Native Village 
Youth and Education News

October, 2013

Dream of Wild Health saves traditional Indian seeds and health
Condensed by Native Village

Minnesota: A small farm near Lino Lakes holds a distinct niche in Minnesota and likely the nation.

A corn patch near the driveway is a special white heirloom handed down by generations of Oneida Indians.

The black beans were grown for centuries by Hopi Indians.

There's squash from the Lakota tribe

There's corn from the Dakotas

 A team of urban teens learn to harvest, cook and market the plants that fed their ancestors.

The farm is the heart of Dream of Wild Health (DWH), a St. Paul nonprofit. They're part of a growing national movement to collect and save seeds once cultivated by Indian communities.

DWH's goal is to improve Indians' well-being by growing a new generation of health-conscious leaders.  For their unusual approach to fighting hunger and disease, Dream of Wild Health was named one of the state's Top 15 hunger-fighting agencies.

 Indigenous plants are labeled and stored for the Garden Warrior project.

"There is history in those plants, and [the youth] are carrying it genetically forward," said Diane Wilson, DWH executive director.

The seeds are the foundation of the non-profit's various projects.

Keeper of the seeds

Dream of Wild Health began in 2000 as an offshoot of a Peta Wakan Tipi, a housing and support program for Indians.  Sally Auger, founder of PWT, said women in the program wanted to plant a traditional garden.

The project took off when a package of seeds arrived from an elderly Potawatomi woman named Cora Baker. She had become an unofficial "Keeper of the Seeds" entrusted to her by Indians from across the region.

"I had prayed and prayed that someone would take up gardening again," Cora wrote. "I am very pleased to learn about your project."

In 2003, the nonprofit purchased a 10-acre farm for their agricultural and health care experiment. Word spread, and the seeds kept coming. One elderly donor sent seeds she had kept in a sock for decades. The Lac Courtes Oreilles band in Wisconsin shared some of its oldest seeds.

Examining plants

It was like opening a time capsule

"People at the powwow talk," said Auger. "They'd been holding the seeds so long. They wanted them alive again."

Dream of Wild Health, helped by horticulture professor Albert (Bud) Markhart, made nine rare varieties of corn viable again. But Auger and Wilson knew the project was about more than seed saving, so they launched education and outreach projects for youth.

These efforts distinguish Dream of Wild Health from most other national seed saving groups, who all have a big task before them. While Indians were the first to cultivate pumpkins, beans, corn and squash, they actually used about 1,900 types of plants for foods and 2,900 for medicines.

Fast-forward 13 years. Today the farm is planted with vegetables, tobacco and medicinal plants that were part of life for native Minnesotans. These include a tobacco variety that has been around 600 years.

The farm also grows organic vegetables.

Cora's Kids at work

Farm manager Frank Haney demonstrates how to hand-pollinate Oneida White Corn to maintain crop purity.

Jalen Morrison, 16, has worked at the farm for four years. His experience shows how the nonprofit tries to groom future health emissaries.

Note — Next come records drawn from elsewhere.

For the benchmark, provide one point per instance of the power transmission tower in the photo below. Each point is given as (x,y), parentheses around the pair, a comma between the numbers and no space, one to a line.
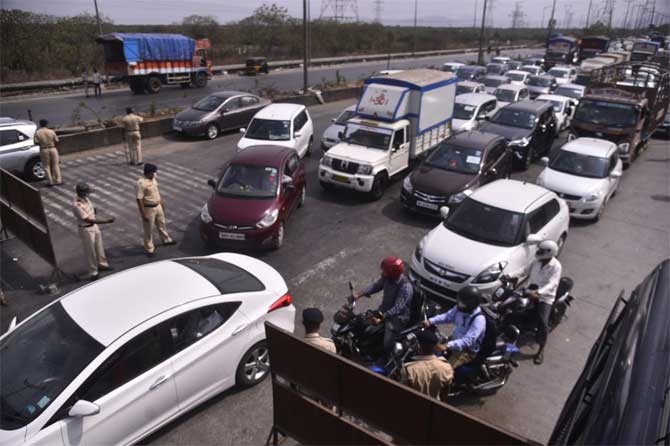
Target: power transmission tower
(339,10)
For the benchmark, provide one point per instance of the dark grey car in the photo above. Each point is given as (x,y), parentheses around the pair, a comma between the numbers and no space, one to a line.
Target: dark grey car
(224,110)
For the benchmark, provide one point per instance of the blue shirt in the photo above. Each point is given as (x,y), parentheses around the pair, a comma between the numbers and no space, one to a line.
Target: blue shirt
(468,333)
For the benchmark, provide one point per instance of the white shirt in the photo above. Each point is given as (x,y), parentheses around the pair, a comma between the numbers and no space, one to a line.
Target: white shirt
(546,278)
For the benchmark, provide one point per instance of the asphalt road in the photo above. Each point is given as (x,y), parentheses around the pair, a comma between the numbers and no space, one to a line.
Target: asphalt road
(338,237)
(69,108)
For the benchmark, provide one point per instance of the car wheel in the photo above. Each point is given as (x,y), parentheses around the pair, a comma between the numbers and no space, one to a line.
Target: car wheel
(212,131)
(254,366)
(34,170)
(278,238)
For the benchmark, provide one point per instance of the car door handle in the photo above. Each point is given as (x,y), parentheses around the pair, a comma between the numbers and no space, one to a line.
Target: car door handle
(239,329)
(159,381)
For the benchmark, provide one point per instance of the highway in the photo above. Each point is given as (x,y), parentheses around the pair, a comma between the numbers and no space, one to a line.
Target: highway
(66,109)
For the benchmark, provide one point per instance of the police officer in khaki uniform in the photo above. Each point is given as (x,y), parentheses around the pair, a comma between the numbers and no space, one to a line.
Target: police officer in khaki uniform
(89,232)
(311,320)
(131,122)
(47,140)
(428,374)
(152,209)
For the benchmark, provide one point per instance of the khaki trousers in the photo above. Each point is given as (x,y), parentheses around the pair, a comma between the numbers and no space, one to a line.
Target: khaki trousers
(94,250)
(51,165)
(135,146)
(156,217)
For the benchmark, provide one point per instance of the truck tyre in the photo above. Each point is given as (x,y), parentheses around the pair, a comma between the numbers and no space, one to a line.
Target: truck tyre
(153,85)
(201,79)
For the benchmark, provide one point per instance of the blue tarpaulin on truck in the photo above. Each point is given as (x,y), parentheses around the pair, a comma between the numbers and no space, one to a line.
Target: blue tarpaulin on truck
(141,47)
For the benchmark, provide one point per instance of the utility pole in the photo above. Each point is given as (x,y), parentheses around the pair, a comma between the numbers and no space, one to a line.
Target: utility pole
(480,55)
(97,17)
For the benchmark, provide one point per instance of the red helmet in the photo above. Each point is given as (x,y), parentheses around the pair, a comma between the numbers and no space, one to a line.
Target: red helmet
(392,268)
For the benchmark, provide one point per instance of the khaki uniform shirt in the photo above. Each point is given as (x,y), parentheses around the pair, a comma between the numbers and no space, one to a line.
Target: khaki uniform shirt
(132,122)
(428,375)
(45,138)
(321,342)
(83,210)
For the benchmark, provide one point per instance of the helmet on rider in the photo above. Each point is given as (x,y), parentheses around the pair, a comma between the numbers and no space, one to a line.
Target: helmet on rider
(468,299)
(392,268)
(546,250)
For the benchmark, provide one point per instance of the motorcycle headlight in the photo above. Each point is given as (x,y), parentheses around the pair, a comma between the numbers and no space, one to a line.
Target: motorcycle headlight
(269,219)
(457,198)
(204,214)
(407,185)
(491,273)
(364,169)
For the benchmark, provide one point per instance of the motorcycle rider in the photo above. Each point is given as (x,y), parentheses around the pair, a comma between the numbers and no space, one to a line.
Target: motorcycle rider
(468,335)
(545,275)
(427,373)
(395,307)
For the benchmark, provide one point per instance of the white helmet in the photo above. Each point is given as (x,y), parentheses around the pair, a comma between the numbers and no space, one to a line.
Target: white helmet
(546,250)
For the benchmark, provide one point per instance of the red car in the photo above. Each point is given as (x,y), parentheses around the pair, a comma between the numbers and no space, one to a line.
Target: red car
(254,198)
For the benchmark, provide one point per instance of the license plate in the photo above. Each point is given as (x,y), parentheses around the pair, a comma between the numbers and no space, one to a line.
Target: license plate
(230,236)
(341,179)
(423,204)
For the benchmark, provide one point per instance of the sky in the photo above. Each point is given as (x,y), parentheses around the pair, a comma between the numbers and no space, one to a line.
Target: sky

Morrison started in a program called Cora's Kids, a one-week farm experience project. Now he's a Garden Warrior, participating in cooking classes,  and staffing the farm's vegetable booth at the Midtown Farmers Market.

"Before I came here, I didn't know anything about making a garden, about different types of seeds, different plants to eat," Morrison said.

Breanna Greene and Gene Parker are both 14 years old.  They liked getting out of the city, working the fields, and "being able to be outside and be safe."

Greene has experimented with making salads at home with her family. Parker proudly announced, "A couple of days ago I cooked my first wild rice."

The teens are paid for their summer work and get leadership opportunities during the school year. Some can eventually return as interns and even staff.

In fact, the farm is a scientific laboratory for older students.  The farm is now hosting a university student studying how to protect its purebred crops from being pollinated and spoiled by genetically engineered varieties.

Dream of Wild Health farm's booth at the Midtown Farmer's Market.

The work doesn't stop at the farm

To reach parents, Dream of Wild Health offers cooking classes during the school year.
They also offer  "Garden in the Box" everything needed to make a raised garden bed.
They also support indigenous gardens on St. Paul's East Side.
This year DWH received funding to buy a van to start a catering business.

Dream of Wild Health relies heavily on its youth to lead the charge against fast foods and bad food.

"We're hoping that when these kids become adults, they will remember these experiences, and they will shape their lives so they can be healthy adults and raise healthy families," Wilson said.